Jason Fife

No. 11, 12
- Position: Quarterback

Personal information
- Born: January 23, 1981 (age 44) San Bernardino, California, U.S.
- Height: 6 ft 4 in (1.93 m)
- Weight: 225 lb (102 kg)

Career information
- College: Oregon
- NFL draft: 2004: undrafted

Career history
- Detroit Lions (2004)*; Minnesota Vikings (2005)*; Rhein Fire (2005); Las Vegas Gladiators (2006); New Orleans Saints (2006); Washington Redskins (2007)*; Dallas Desperados (2008);
- * Offseason and/or practice squad member only

Career Arena League statistics
- Comp. / Att.: 206 / 357
- Passing yards: 2,219
- TD–INT: 40-13
- QB rating: 88.91
- Rushing TD: 12
- Stats at ArenaFan.com

= Jason Fife =

American football player (born 1981)

Jason Fife (born January 23, 1981) is an American former professional football player who was a quarterback in the Arena Football League (AFL). He played college football for the Oregon Ducks and was signed as an undrafted free agent by the Detroit Lions of the National Football League (NFL) in 2004.

==College career==
Fife played college football at the University of Oregon, backing up Joey Harrington until Harrington left for the 2002 NFL draft and Fife became the starter. In 2002 Fife was ranked the #2 QB in the nation.

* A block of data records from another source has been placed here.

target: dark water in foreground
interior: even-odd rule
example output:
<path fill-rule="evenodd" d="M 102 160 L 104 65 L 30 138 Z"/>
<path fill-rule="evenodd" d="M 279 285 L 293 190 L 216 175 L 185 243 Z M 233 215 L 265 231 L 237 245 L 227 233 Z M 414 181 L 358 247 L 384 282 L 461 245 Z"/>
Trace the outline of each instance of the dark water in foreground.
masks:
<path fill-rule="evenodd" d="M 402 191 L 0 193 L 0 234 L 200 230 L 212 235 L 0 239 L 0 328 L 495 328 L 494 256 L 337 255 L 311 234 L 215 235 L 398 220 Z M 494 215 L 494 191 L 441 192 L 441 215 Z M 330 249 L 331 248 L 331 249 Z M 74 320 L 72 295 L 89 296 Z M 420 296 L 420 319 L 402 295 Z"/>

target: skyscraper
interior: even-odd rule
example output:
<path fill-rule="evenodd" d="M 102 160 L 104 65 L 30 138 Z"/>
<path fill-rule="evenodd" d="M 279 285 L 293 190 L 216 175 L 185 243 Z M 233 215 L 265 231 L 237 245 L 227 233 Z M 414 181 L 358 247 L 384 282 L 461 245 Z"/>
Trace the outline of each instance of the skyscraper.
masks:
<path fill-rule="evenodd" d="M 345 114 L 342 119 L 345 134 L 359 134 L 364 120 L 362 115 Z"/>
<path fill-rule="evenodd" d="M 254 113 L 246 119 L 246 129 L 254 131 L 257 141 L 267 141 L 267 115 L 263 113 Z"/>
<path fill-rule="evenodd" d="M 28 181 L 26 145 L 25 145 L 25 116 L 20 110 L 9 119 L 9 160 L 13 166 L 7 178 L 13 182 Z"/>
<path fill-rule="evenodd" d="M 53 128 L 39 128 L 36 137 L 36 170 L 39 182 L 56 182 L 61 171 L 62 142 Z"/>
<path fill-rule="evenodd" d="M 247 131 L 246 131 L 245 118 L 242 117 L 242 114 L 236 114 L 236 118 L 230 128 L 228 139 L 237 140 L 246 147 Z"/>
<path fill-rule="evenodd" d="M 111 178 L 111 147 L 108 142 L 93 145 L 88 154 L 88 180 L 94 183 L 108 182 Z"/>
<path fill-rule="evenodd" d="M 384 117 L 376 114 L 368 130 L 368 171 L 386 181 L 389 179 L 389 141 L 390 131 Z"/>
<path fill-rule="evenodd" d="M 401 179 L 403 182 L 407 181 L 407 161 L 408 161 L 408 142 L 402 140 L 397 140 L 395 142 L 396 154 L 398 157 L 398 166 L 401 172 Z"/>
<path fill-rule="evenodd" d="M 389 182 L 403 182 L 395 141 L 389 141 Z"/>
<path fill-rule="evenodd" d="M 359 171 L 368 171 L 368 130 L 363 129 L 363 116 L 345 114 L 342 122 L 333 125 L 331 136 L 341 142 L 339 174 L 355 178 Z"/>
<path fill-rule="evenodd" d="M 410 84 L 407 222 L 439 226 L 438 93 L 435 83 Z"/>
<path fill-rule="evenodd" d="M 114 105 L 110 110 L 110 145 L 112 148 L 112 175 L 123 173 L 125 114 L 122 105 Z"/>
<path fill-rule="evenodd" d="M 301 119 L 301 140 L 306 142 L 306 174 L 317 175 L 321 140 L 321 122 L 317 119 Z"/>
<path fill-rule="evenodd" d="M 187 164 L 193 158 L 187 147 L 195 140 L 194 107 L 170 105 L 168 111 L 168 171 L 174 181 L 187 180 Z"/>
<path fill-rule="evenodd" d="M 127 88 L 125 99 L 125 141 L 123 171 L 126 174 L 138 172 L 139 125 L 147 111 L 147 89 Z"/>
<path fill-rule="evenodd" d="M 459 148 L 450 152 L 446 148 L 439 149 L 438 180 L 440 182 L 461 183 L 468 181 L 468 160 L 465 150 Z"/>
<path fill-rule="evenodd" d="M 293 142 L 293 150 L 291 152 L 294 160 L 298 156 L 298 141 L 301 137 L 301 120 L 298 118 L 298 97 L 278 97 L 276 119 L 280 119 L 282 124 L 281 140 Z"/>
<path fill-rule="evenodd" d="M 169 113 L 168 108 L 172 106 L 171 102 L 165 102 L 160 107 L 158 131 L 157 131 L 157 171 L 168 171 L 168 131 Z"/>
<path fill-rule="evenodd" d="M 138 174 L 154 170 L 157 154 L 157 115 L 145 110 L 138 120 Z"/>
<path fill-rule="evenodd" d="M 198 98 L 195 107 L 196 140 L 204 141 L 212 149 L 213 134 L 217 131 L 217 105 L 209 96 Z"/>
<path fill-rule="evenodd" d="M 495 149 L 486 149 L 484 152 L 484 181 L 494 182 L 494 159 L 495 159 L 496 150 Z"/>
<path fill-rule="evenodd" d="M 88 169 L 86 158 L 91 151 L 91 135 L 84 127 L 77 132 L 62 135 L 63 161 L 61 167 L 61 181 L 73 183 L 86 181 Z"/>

On September 20, 2003, Fife, sharing QB duties with Kellen Clemens, helped lead the 22nd-ranked Ducks in an upset of the then-third-ranked Michigan Wolverines. Fife's second-quarter 15-yard touchdown run became the cover of Sports Illustrated in the September 29th issue.

==Professional career==
Fife was not drafted in the 2004 NFL draft. He signed with the Detroit Lions as a free agent, but was cut from the team during training camp.

Fife was on the practice squad for the New Orleans Saints from 2006 to 2007. In December 2007, he joined the Washington Redskins' practice squad.

Fife also played for a time in the Arena Football League for the Las Vegas Gladiators, and in 2008 with the Dallas Desperados.

==Coaching==
Fife has also coached in various positions for different high school programs. Most recently, he is an assistant coach for the Sheldon High School Fighting Irish football team in Eugene, Oregon.

==Personal life==
Jason is married, and has 4 children, all of which are named after comic book characters. He is now a dentist in Oregon.